At that time, the team didn’t even have the moniker Matildas, they were just the Australian Women’s National Team. Many paying to play and looking to represent their country.
Pride in playing for Australia was what held those players together and would be the foundation of teams to come. Throughout the next 30 years over a hundred players would don the cap, with each generation of players making it that little less difficult for the next.
Many of those players were present on the day including Dolan, Julie Murray, Moya Dodd, Renaye Iserif, Kate Gill and Dianne Alagich, while ahead of the Newcastle match, Cheryl Salisbury will be recognised with the PFA’s Alex Tobin Medal.

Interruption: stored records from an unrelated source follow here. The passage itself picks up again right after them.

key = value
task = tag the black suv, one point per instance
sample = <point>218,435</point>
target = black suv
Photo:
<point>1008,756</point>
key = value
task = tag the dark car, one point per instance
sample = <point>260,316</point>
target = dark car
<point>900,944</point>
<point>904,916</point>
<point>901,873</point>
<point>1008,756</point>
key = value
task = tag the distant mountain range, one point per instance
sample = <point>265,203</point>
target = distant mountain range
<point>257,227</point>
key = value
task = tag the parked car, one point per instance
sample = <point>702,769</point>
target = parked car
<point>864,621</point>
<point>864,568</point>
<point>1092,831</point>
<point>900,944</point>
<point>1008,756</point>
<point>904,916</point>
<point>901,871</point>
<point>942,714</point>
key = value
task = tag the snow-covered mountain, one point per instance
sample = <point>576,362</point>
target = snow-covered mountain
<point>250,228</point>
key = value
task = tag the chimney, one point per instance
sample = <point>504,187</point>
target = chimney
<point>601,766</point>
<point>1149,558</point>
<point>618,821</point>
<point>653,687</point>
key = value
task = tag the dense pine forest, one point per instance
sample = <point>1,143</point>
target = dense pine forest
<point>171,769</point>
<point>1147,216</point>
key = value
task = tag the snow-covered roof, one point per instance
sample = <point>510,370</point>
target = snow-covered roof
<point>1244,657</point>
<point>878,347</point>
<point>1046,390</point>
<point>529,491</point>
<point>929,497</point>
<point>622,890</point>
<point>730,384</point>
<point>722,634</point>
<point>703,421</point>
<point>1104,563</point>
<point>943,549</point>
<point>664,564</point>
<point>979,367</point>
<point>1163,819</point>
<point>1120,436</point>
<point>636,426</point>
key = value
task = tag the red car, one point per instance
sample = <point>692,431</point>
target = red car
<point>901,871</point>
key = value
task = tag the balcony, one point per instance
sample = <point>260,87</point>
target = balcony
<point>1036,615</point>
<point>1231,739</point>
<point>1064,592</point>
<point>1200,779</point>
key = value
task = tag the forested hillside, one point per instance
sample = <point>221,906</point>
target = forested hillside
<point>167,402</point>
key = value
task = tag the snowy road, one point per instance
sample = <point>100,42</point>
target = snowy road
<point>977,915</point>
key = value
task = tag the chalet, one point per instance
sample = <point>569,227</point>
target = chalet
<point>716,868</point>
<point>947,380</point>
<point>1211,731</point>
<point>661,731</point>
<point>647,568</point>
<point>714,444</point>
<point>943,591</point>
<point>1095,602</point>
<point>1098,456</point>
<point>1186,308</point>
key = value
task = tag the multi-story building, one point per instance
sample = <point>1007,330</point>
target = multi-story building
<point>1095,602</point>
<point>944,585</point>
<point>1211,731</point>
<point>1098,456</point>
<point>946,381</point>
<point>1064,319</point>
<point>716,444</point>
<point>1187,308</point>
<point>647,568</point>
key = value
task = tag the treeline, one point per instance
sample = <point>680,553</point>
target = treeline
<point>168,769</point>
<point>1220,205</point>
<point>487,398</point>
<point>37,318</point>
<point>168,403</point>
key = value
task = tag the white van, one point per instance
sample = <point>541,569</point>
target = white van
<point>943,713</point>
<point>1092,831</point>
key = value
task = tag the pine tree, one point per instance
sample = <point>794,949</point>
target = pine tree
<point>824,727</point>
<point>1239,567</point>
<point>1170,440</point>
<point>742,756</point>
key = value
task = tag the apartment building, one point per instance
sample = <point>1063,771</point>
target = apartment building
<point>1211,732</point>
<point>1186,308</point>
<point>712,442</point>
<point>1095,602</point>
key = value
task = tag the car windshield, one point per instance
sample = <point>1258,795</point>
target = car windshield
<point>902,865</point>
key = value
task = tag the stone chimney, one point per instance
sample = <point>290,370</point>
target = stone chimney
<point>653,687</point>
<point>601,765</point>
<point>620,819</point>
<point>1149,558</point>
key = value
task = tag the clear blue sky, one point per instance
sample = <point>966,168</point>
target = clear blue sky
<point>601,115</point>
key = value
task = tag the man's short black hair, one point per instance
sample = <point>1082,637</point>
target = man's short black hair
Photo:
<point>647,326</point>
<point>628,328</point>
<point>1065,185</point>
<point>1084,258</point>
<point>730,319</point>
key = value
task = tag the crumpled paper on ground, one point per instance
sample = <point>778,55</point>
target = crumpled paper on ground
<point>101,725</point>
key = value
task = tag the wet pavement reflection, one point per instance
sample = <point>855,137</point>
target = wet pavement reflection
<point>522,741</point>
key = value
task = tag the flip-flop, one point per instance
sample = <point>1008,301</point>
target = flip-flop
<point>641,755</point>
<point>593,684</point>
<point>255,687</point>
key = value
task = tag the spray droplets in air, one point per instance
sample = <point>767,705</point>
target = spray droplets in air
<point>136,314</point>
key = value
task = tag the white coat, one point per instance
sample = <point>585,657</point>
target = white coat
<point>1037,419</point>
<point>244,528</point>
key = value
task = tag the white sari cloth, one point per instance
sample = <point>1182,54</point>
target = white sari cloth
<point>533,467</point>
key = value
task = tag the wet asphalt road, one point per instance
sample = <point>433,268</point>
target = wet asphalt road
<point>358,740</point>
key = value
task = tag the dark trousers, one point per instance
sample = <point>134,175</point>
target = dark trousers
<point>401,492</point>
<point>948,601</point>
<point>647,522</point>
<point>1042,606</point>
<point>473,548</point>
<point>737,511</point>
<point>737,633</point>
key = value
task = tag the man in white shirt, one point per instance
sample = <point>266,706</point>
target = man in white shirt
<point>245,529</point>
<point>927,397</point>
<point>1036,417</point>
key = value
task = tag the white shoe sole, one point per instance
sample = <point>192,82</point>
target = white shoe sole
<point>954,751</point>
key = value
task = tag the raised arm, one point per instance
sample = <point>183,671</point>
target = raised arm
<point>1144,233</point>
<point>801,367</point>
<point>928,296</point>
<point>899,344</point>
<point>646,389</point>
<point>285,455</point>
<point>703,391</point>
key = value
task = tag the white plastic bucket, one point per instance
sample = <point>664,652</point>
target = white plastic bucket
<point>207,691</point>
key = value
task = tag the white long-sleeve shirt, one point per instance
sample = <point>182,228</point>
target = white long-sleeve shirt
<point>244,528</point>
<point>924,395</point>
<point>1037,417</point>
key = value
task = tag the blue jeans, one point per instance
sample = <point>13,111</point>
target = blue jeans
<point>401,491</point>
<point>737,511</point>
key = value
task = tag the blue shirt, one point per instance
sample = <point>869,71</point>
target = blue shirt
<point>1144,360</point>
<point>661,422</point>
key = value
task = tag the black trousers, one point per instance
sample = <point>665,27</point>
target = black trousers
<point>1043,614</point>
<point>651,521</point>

The fiercely fought battles on the pitch were equaled by the battle off the pitch for resources and recognition.
There were strong advocates – like Elaine Watson and Heather Reid – for the game who fought for every cent, every jersey and gave hours and years of their lives to ensuring the national team would survive.
“Women’s football is now mainstream and it is an apt time to take a pause and thank those who advocated and battled, scraped and sacrificed to get it here. “
There were also people who behind the scenes served the team faithfully like current Team Doctor James Ilic, long time team physio Kate Beersworth and long time team manager Jo Fernandes.
As former Matildas attested to at the Football NSW Women’s Football Forum, the support staff are integral to a team and people like Ilic, Beersworth and Fernandes perform multiple roles including stand in parent and confidante. That’s why it was pleasing to see Beersworth recognised for her contribution on a momentous day.
On Twitter and on Facebook, those involved in game over the past 30 years voiced their delight while in the stadium there were several tears shed.
Speaking to several of those long standing contributors and looking around at the crowd, there was a palpable sense of shock as we remembered matches where there 200 – 300 supporters, travelling overseas where the only Matildas supporters were family and friends or having to explain who the Matildas were.
Women’s football is now mainstream and it is an apt time to take a pause and thank those who advocated and battled, scraped and sacrificed to get it here.
They may not have been on the pitch, but Saturday was also a moment for them.
For those of us enjoying in the women’s game today, we truly do stand on the shoulders of giants.